Shadow Health Minister Andy Burnham said: "Jeremy Hunt has finally conceded what everyone knows to be true, you can't trust a word the Tories say on the NHS.

"The reason why they have a credibility problem is because they have a track record of failing to keep NHS promises.

"Last time out, they promised 'no top-down reorganisation' - but then brought forward the biggest in the history of the NHS.

"People won't believe David Cameron on the NHS at this election because they know he hasn't got a clue where the money is coming from. They know you can't fund the NHS on an IOU.

"While Labour has a better, fully funded plan to invest in the NHS, the Tories have a plan for extreme cuts which will see them cut the NHS."


Labour dip below 30% in poll for first time in campaign

Labour dropped below 30% in an opinion poll Credit: PA Wire

Labour has fallen below 30% in an opinion poll for the first time in the General Election campaign.

The poll for the Daily Mirror put Ed Miliband's party on 29% - down four points in comparison to a similar poll last week.

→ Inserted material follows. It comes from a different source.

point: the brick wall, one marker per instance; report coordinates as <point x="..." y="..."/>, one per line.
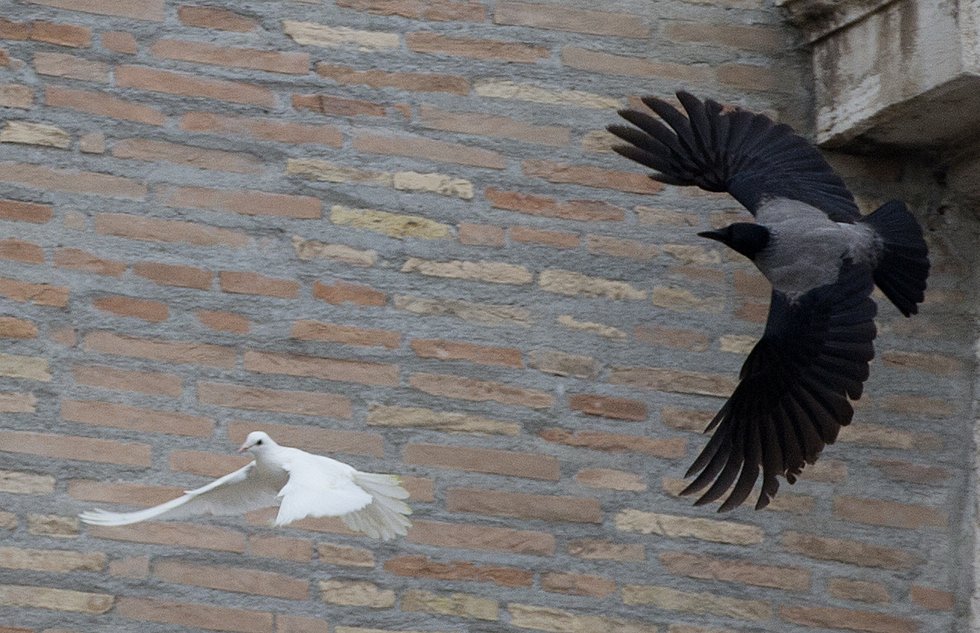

Meanwhile the Lib Dems jumped three points to 10% while the Tories dropped a point to 33%.

Ukip added one point to reach 18% - just one point short of their best rating of the election campaign, while the SNP remained unchanged on 4% and Greens gained one point to put them at 4%.

Meanwhile a survey for ITV's Good Morning Britain found just 16% of 1,500 voters polled said they knew who they would be voting for on May 7 while one in five, 21%, said said they were still "completely undecided".

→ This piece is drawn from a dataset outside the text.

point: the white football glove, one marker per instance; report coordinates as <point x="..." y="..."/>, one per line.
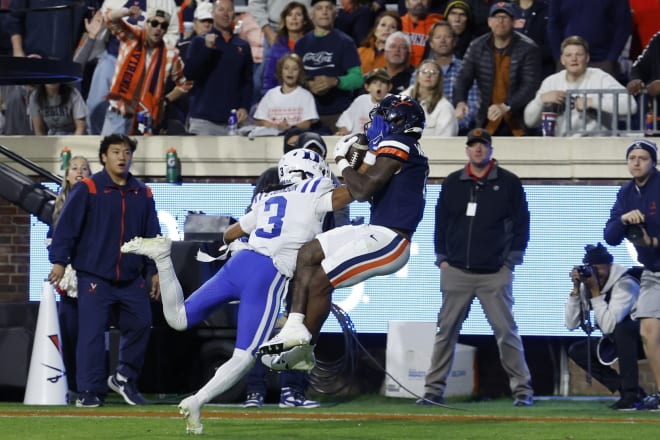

Mandelson: Miliband has exceeded my expectations

Lord Mandelson said Ed Miliband has "way exceeded my expectations" and hailed the Labour leader's election campaign.

The former strategy chief and cabinet minister - who last month declined to positively endorse the party leader - said Miliband had confounded his critics and found the national "Zeitgeist".

Lord Mandelson has previously appeared unenthusiastic about Ed Miliband. Credit: PA

"I started feeling at the end of last week that something had shifted," Mandelson told Channel 4 News.

"That the plates had moved and Labour has captured a Zeitgeist in this campaign and the most striking feature of it is what's happened to the two leaders.

"Miliband has moved forwards. He gained credibility. He's exceeded most people's expectations. I suppose in a sense mine as well. David Cameron on the other hand has moved backwards."

Asked in March whether the party would do better under another leader, the peer had stopped well short of an enthusiastic endorsement of Miliband.